Mello takes a romp through the muddy ditch less traveled
Published 5:00 pm Saturday, April 30, 2011
“The habit of reading is the only one I know in which there is no alloy. It lasts when all other pleasures are gone. It will be present to you when the energies of your body have fallen away from you. It will make your hours pleasant to you as long as you live.” — Anthony Trollope
Mello has had little to say the past couple of weeks and that had been brought to my attention. At the moment she sits beside me with her head resting on the top of the couch looking out the window searching for people or delivery trucks to bark at.
On Easter Sunday, Mello rode along with the “better half” to Houston to celebrate Easter. I stayed back, having to work in the afternoon. Jeanne intended to drop Mello off at the farm where she would be attached to the clothesline in back of the house.
Mello had a change in her plans. Instead she bolted down toward the ditch filled with water. I think if she had it to do over she would have been content with the clothesline. It took about an hour to get her cleaned up before attaching her to the clothesline.

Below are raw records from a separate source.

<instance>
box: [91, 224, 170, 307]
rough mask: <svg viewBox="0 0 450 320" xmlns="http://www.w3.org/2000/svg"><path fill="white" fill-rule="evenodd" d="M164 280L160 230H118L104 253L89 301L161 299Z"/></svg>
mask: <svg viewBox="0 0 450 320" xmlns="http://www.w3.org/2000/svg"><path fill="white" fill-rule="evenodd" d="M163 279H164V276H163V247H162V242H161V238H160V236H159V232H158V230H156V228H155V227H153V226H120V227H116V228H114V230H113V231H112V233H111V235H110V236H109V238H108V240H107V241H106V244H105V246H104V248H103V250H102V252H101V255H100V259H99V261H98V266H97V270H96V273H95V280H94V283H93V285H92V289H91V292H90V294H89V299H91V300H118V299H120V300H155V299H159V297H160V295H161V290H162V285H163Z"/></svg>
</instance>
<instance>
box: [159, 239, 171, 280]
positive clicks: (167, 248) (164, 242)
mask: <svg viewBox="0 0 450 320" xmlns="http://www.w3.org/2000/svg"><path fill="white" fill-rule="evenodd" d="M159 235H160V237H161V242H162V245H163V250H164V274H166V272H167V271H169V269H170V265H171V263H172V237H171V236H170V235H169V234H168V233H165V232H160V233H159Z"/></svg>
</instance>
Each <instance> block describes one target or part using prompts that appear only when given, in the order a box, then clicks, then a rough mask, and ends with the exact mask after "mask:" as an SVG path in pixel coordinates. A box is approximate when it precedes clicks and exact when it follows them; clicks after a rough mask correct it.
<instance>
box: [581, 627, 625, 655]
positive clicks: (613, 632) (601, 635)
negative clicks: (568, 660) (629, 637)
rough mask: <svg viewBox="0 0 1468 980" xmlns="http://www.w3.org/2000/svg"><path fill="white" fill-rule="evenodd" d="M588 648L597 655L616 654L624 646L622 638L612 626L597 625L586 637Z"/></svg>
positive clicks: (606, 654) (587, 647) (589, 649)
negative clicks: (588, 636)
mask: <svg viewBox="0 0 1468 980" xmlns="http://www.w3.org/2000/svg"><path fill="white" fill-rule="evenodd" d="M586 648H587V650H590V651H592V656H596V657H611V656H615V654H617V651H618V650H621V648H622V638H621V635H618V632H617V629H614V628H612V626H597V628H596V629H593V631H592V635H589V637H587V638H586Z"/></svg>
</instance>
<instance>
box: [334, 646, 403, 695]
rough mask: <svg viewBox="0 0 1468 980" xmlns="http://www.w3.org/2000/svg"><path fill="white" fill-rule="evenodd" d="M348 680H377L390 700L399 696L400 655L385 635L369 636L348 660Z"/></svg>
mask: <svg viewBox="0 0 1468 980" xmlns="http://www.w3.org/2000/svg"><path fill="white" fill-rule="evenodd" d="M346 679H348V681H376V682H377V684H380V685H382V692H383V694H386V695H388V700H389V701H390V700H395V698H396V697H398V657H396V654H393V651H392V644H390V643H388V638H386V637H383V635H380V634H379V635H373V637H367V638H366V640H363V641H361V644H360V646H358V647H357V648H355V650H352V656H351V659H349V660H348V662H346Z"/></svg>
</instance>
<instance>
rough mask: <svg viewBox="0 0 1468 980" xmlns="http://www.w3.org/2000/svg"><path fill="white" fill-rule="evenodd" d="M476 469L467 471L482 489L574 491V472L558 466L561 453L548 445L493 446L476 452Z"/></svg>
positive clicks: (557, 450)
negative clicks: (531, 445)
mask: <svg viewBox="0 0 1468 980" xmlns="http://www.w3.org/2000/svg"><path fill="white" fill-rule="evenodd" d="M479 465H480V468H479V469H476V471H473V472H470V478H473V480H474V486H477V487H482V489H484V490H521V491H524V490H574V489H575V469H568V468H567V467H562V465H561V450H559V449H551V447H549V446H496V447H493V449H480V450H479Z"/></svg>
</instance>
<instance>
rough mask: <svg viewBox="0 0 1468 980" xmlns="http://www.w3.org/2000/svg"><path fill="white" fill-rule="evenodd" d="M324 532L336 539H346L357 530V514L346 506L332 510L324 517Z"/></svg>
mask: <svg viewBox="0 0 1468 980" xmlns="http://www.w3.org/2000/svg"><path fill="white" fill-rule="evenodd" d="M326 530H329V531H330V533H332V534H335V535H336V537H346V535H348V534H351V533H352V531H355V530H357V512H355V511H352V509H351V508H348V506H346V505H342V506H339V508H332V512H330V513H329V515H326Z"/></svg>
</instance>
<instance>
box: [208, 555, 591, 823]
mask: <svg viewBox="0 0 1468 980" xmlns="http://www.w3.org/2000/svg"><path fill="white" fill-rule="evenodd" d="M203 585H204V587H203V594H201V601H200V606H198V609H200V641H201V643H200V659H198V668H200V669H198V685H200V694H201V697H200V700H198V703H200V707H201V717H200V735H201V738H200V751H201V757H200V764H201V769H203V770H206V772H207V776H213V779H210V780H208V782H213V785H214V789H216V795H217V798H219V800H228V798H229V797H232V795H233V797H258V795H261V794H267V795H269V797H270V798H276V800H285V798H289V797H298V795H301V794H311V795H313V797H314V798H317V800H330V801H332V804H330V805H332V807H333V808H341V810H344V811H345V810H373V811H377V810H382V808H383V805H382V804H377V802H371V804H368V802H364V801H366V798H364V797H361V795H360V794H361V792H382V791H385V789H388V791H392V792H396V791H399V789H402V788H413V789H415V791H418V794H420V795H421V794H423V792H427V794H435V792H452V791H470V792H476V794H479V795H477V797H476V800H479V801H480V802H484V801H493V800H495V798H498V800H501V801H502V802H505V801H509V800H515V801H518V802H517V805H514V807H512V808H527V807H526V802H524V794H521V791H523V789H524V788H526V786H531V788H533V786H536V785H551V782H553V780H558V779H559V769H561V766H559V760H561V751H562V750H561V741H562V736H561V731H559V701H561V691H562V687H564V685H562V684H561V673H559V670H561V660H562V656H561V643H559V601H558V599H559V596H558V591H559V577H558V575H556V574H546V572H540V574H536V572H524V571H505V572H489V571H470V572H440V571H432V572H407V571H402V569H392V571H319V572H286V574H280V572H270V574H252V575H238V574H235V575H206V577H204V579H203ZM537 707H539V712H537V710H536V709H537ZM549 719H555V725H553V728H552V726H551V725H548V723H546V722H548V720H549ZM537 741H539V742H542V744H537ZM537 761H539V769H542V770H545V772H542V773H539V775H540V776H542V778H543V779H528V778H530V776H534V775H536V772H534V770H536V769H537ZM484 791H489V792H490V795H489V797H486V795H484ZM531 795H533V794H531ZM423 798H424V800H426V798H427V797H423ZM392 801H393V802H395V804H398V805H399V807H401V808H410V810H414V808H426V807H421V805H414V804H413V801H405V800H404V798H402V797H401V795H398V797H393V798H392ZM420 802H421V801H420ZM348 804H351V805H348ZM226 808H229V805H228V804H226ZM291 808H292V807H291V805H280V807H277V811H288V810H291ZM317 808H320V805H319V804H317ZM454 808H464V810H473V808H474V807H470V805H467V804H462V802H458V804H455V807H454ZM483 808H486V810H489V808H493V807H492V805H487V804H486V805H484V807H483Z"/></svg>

That evening at work I ran across an article by Jana Scott published April 20 about Obama’s young mother abroad. Stanly Anne Dunham was just 17 years old in the fall of 1960 when she became pregnant with the child of a charismatic Kenyan named Barack Hussein Obama, a fellow student at the University of Hawaii who was more than six years her senior. She dropped out of school, married him and gave birth shortly before their union ended. In the aftermath, she met Lolo Soetoro, and amiable, easygoing, tennis-playing graduate student from the Indonesian island of Java. A year later, in 1967, Ann graduated with a degree in anthropology, gathered her 6-year-old child and moved to Indonesia to join her husband.
The four years that followed were formative for mother and son — and are a subject of curiosity and an object of speculation for many Americans today.